Audience and fees at a glance

Amazon carries the highest buyer intent and the highest total fee load once referral, fulfillment, and advertising costs are added up. eBay sits in the middle on both counts, with lower fees than Amazon but generally lower average order values too. Etsy has its own listing and transaction fee structure and a smaller but highly specific audience that pays well for the right kind of product — assuming your business model is one Etsy actually permits. Treat all of these as rough, moving targets; marketplace fee schedules get revised often enough that it's worth checking each platform's current seller fee page before you build a pricing model around any of it.

Verdict by scenario

If you have some capital to buy inventory, want the largest possible buyer pool, and can commit to FBA or a compliant supplier relationship, Amazon is the strongest of the three, fee pressure and all. If you're working with a genuine wholesale supplier, want a lower barrier to entry, and don't mind a smaller average order size, eBay is a reasonable and often underrated option. If your actual product is handmade, vintage, or a print-on-demand design you created yourself, Etsy is the right home — but it was never built to host classic supplier-sourced dropshipping, and trying to force that model onto it is a policy risk, not a growth hack.

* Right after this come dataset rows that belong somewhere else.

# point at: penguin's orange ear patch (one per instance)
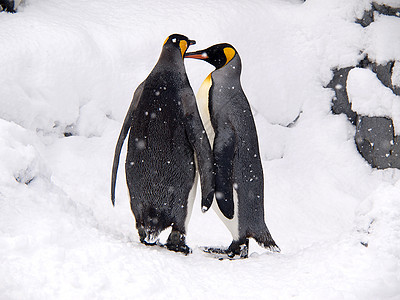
(229, 54)
(183, 45)
(166, 41)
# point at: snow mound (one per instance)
(369, 97)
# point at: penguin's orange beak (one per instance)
(197, 55)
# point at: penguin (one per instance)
(167, 143)
(229, 123)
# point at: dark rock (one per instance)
(367, 18)
(386, 10)
(340, 103)
(376, 141)
(7, 5)
(384, 73)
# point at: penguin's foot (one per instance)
(176, 242)
(148, 239)
(240, 248)
(270, 245)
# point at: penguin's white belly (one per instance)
(202, 103)
(191, 197)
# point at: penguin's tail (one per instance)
(264, 239)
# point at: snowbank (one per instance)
(70, 68)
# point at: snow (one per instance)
(369, 97)
(72, 66)
(383, 39)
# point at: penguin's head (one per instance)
(218, 55)
(178, 41)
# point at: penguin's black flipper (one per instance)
(198, 138)
(122, 135)
(224, 150)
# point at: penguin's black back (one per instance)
(160, 166)
(231, 114)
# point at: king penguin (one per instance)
(166, 143)
(229, 123)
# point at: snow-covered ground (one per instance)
(72, 66)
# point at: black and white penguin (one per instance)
(167, 142)
(9, 5)
(229, 123)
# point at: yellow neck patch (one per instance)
(183, 46)
(229, 53)
(166, 41)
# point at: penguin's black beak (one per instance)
(197, 55)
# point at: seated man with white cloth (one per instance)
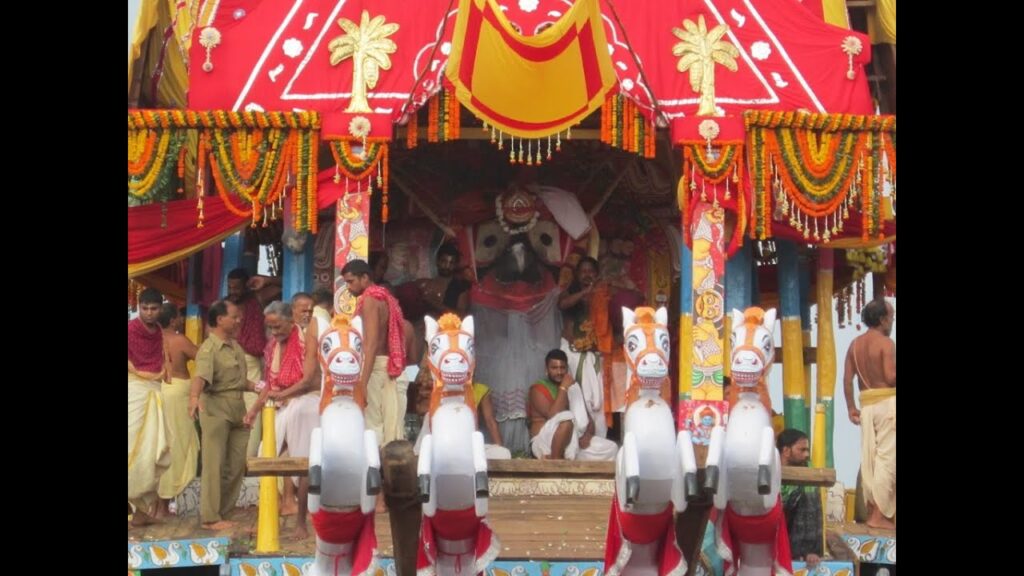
(559, 424)
(293, 382)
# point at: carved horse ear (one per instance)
(629, 318)
(737, 319)
(662, 316)
(431, 326)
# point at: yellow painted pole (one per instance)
(266, 527)
(826, 348)
(818, 446)
(685, 353)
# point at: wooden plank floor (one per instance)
(545, 527)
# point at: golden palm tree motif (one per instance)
(700, 50)
(368, 44)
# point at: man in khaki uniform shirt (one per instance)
(220, 376)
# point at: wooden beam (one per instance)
(474, 133)
(551, 468)
(276, 466)
(799, 476)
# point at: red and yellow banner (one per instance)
(529, 86)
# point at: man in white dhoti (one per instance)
(559, 424)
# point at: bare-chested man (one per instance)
(302, 310)
(586, 333)
(448, 292)
(559, 425)
(383, 353)
(148, 453)
(872, 358)
(184, 440)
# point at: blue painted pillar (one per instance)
(233, 247)
(738, 295)
(685, 322)
(793, 344)
(194, 322)
(298, 275)
(806, 299)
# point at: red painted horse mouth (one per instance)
(344, 379)
(745, 378)
(455, 377)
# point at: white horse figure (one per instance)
(743, 466)
(344, 461)
(453, 467)
(653, 463)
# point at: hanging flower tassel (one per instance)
(413, 130)
(433, 119)
(852, 47)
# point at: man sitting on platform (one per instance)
(559, 424)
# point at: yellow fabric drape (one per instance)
(835, 12)
(882, 23)
(529, 86)
(157, 16)
(138, 269)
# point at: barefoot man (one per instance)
(872, 358)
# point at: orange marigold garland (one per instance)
(358, 166)
(254, 156)
(727, 169)
(814, 167)
(623, 125)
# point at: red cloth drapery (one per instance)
(150, 240)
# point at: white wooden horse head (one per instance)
(452, 356)
(645, 337)
(753, 345)
(341, 354)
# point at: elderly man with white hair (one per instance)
(292, 376)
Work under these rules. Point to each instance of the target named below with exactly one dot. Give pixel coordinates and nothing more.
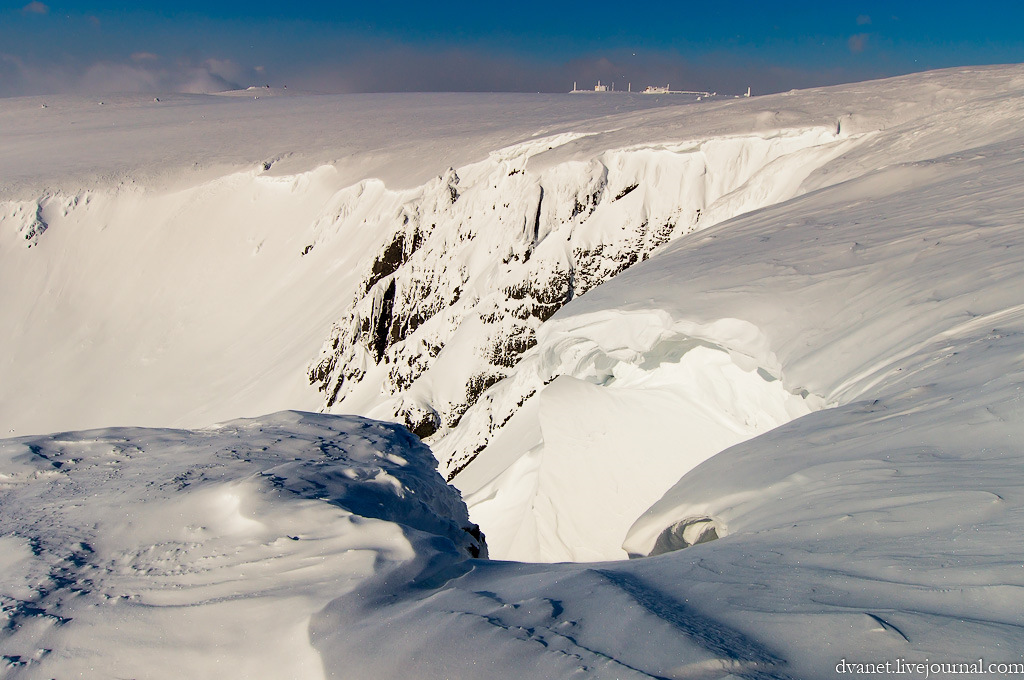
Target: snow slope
(887, 526)
(129, 552)
(806, 410)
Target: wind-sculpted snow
(474, 263)
(804, 421)
(885, 527)
(130, 552)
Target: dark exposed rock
(382, 329)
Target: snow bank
(168, 553)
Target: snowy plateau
(558, 386)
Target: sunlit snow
(769, 347)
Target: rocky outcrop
(469, 266)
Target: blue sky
(530, 45)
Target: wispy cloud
(143, 72)
(36, 7)
(857, 43)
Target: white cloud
(36, 7)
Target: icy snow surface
(815, 385)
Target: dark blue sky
(530, 45)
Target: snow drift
(802, 410)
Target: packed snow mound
(594, 427)
(166, 553)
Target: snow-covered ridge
(470, 266)
(170, 553)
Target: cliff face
(469, 265)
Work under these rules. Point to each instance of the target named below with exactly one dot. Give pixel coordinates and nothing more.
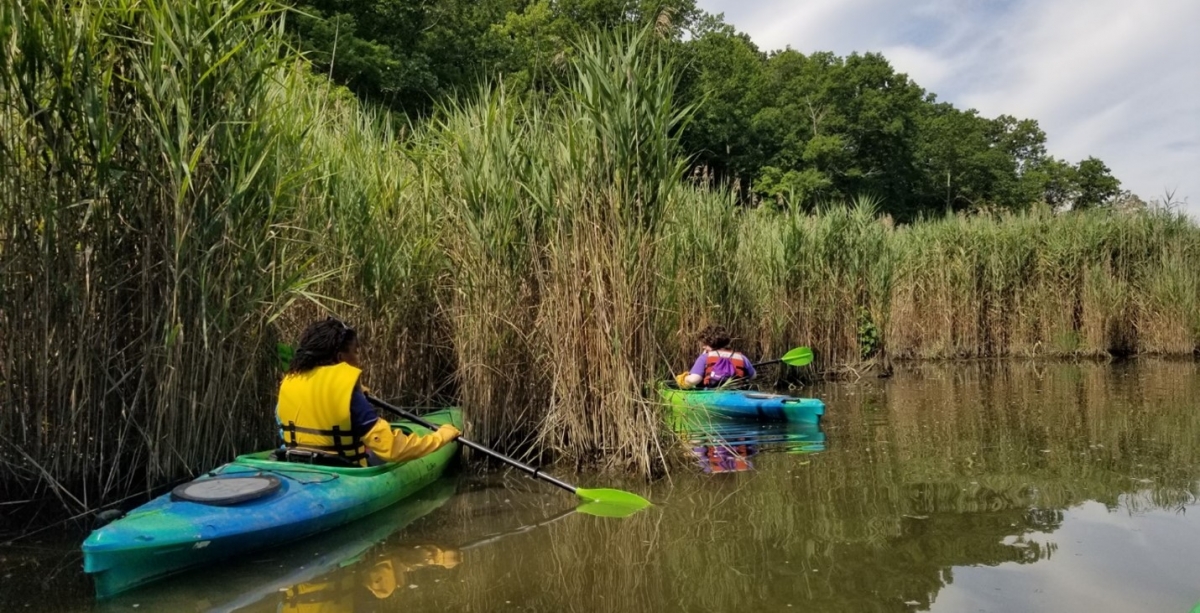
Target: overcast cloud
(1116, 79)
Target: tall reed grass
(179, 193)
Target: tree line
(780, 126)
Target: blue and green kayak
(743, 404)
(168, 535)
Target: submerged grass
(179, 193)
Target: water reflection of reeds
(943, 467)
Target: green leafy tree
(1096, 184)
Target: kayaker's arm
(394, 445)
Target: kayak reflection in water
(733, 457)
(323, 413)
(369, 583)
(717, 365)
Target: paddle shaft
(533, 472)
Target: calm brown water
(976, 487)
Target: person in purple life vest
(717, 365)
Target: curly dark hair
(321, 343)
(715, 336)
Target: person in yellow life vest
(325, 418)
(717, 365)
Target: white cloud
(1107, 78)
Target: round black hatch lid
(223, 491)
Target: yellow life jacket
(315, 412)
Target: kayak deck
(166, 536)
(743, 404)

All three options also come with a shared trade-off: you're renting audience and trust from someone else's platform. For a comparison of what it looks like to own that layer yourself, see our Shopify vs WooCommerce breakdown — running your own store costs more attention up front but gives you the customer relationship, email list, and brand equity that marketplaces don't hand over.

The bottom line

Amazon, eBay, and Etsy are not interchangeable dropshipping channels — they're three different rule sets wearing similar "marketplace" clothing. Amazon rewards capital and compliance discipline, eBay rewards genuine wholesale sourcing over retail arbitrage, and Etsy simply isn't a fit for classic dropshipping at all. Match your actual sourcing model to the platform's real rules before you build a store around any of them, and treat your own site as the long-term option worth building toward regardless of which marketplace you start on.